Post # 1
Anyone have experience in being sensitive to sharing pregnancy news with someone you know has suffered a miscarriage?
We are wanting to start telling our family, but I struggle with how to announce to my bil and sil, who lost their pregnancy last spring. I’d love to be able to do a big family announcement, but I question if that’s appropriate, given their loss.
I’d love any thoughts!
Post # 3
You can do a big family announcement if you want to but I would recommend telling them beforehand alone so that they have to process their own emotions without an audience.
Post # 4
I’ve never miscarried, but it’s taking us a really long time to conceive.
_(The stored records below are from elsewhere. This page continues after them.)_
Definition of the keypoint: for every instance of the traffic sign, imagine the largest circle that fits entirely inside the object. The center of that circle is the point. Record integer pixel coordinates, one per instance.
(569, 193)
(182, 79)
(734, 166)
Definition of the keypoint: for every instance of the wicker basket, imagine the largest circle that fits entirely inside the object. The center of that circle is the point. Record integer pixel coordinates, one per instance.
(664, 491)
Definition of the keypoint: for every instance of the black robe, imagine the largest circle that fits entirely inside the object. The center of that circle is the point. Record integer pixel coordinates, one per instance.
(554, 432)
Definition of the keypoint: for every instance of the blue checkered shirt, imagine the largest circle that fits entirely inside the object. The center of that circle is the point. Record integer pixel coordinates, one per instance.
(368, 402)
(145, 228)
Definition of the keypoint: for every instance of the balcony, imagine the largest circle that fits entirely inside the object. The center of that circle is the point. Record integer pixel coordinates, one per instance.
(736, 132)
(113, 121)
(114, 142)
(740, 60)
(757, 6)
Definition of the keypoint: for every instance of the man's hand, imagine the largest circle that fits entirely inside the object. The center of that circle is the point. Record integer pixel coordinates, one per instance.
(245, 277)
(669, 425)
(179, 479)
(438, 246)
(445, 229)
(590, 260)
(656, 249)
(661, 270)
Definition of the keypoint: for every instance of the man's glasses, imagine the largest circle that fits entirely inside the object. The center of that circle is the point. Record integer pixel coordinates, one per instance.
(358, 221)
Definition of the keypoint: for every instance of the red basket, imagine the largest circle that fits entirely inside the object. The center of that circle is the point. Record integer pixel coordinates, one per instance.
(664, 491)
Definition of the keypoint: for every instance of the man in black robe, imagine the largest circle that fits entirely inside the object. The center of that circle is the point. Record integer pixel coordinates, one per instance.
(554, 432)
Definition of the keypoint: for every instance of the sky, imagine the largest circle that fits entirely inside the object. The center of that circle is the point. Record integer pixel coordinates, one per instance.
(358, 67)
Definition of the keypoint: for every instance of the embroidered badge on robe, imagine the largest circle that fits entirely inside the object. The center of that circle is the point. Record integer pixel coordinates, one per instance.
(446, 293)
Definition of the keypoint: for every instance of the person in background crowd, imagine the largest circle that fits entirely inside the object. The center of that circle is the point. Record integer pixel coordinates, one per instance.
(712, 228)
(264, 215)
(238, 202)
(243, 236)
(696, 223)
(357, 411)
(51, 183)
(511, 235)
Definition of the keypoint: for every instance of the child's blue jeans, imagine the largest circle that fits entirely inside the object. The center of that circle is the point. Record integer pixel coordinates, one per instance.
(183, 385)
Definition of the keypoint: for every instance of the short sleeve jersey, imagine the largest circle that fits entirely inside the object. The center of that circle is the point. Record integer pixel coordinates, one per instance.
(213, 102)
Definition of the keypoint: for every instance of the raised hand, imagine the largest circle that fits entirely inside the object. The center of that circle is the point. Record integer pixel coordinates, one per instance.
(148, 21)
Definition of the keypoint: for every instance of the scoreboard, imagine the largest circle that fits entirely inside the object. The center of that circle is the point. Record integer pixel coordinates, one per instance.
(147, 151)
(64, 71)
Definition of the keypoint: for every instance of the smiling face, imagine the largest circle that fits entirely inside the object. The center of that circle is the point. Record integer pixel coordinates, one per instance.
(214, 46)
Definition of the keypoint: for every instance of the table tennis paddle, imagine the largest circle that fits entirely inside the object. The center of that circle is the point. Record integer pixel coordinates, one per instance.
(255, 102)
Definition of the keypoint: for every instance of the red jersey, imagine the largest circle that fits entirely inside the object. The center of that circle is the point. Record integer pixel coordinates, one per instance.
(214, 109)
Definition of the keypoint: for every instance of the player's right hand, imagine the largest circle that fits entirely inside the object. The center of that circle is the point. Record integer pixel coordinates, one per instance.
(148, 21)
Everybody’s going to be different, but I really prefer to find out about other people’s pregnancies via email or telephone. I still really want all my family and friends to only see me being happy for them. So email especially lets me read, process, be sad, and then when I see them in person, I’m able to be outwardly happy for them better.
But you know your family best. Some people might be offended that they weren’t told in person, so I dunno… I think just the fact that you’re trying to be sensitive is very thoughtful.
Post # 5
@Sea_bass: +1. I think this is a very considerate and thoughtful approach, and I’m sure they will appreciate being able to process it and their emotions without everyone around them being super excited. They are going to be thrilled for you, they just might need their personal moment to take it in first.
You are very kind to think of them and be so sensitive to their feelings. 🙂
Post # 6
I agree with PPs. It’s very considerate of you to think of them during this exciting time for you. Like the other bees have suggested, letting them know ahead of time and telling them when you intend to announce to the family will give them time to process it privately and not be surprised in the middle of a crowd.